Пэтти тут же вспомнила о своих вечных разговорах с Леном о рыжих волосах у них в семье и вдруг подумала: «Как же я забыла, что теряю ферму?»
— Немцы, — сказала она уже во второй раз за день.
— У вас ведь еще есть малыши?
— У меня четверо детей.
— Отец один?
Рядом на стуле беспокойно зашевелилась Диана:
— Конечно один.
— Но вы ведь мать-одиночка?
— Да, мы в разводе, — сказала Пэтти, стараясь, чтобы голос звучал целомудренно, как у монашки.
— Какое это имеет отношение к тому, что происходит с Беном? — резко бросила Диана, подавшись вперед через стол. — Я, между прочим, сестра Пэтти и забочусь о ее детях почти так же, как она.
Пэтти поморщилась, что не осталось для Коллинза незамеченным.
— Давайте не будем выходить за рамки вежливости, — сказал он, — потому что придется провести вместе немало времени, прежде чем мы все выясним. Обвинения, выдвигаемые в адрес вашего сына, миссис Дэй, вызывают серьезную тревогу. На сегодняшний день четыре маленькие девочки заявляют, что Бен прикасался к их интимным местам и заставлял их так же прикасаться к себе.
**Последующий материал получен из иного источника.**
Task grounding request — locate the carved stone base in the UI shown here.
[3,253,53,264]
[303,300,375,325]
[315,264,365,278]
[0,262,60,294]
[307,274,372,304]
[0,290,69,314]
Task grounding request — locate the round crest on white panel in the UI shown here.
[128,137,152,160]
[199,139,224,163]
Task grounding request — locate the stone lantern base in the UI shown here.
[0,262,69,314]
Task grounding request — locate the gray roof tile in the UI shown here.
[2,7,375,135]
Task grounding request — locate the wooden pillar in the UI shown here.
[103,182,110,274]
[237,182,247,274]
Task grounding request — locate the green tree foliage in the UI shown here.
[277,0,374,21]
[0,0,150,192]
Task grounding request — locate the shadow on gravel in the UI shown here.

Что отвозил на какую-то ферму и предпринимал определенные… действия, которые связывают с ритуальным поклонением дьяволу. — Он произнес это «ритуальное поклонение дьяволу» так же старательно, как люди, совершенно не разбирающиеся в автомобилях, повторяют слова автомеханика: «Повреждение бензопровода, подающего топливо в бензобак».
— У Бена и машины-то нет, — произнесла Пэтти еле слышно.
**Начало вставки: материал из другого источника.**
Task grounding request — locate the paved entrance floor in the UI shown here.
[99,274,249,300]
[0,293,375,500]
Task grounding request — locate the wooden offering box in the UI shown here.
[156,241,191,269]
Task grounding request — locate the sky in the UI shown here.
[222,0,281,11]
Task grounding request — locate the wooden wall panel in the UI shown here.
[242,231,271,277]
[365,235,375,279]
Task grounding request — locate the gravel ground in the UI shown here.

— Разница в возрасте между пятнадцати- и одиннадцатилетними детьми составляет всего четыре года, но это чрезвычайно важные годы, — продолжал Коллинз. — Если обвинения подтвердятся, мы расценим его поведение как представляющее опасность для общества. По правде сказать, мы должны поговорить не только с Беном, но и с его младшими сестрами.
— Бен — хороший мальчик, — сказала Пэтти, понимая, как слабо и неубедительно звучит ее голос, и ненавидя себя за это. — Его все любят.
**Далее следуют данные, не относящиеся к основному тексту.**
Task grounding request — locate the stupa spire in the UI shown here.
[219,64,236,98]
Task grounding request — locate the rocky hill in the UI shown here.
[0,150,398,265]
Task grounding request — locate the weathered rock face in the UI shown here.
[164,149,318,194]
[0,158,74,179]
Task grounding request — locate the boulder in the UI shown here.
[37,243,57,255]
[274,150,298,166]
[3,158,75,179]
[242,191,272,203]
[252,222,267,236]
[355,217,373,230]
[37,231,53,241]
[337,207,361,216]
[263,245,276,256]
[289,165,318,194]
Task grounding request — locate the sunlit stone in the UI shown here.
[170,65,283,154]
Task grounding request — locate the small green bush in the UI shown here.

— Как к нему относятся в школе? — спросил Коллинз.
— Простите, что вы сказали?
— Его любят другие дети?
— У него полно друзей, — пробормотала Пэтти.
— Мне кажется, это не так, мэм. Насколько я понял, с ним мало кто дружит, он скорее одиночка, нелюдим.
— И что же это доказывает? — снова вмешалась Диана.
— Абсолютно ничего, мисс…
— Краузе.
— Абсолютно ничего не доказывает, мисс Краузе. Но сей факт в сочетании с тем, что на него не оказывает благотворного влияния отец, дает основание предполагать, что он, вероятно, подвержен, так сказать, неким негативным внешним воздействиям. Наркотикам, алкоголю, влиянию людей, у которых не все в порядке.
— Он не связан с антисоциальными элементами, если вас беспокоит именно это, — сказала Пэтти.
— Так назовите его друзей, — предложил Коллинз. — Назовите ребят, с которыми он проводит время. С кем он, например, провел прошедшие выходные?
У Пэтти словно язык прирос к нёбу. Помолчав, она покачала головой и положила руки на стол возле жирного пятна, оставшегося от пончика предыдущего клиента, — они здесь были сегодня далеко не первыми. Вот ее и разоблачили, вот оно, ее истинное лицо: женщина, не способная свести концы с концами, которая живет от одного непредвиденного обстоятельства до другого, постоянно берет в долг, вечно не высыпается, занимается попустительством, когда следовало бы уделять Бену больше внимания, помочь выбрать хобби или убедить вступить в какой-нибудь спортивный клуб, а не испытывать тайную благодарность за то, что остается на одного ребенка меньше, когда он закрывается у себя в комнате или исчезает на весь вечер.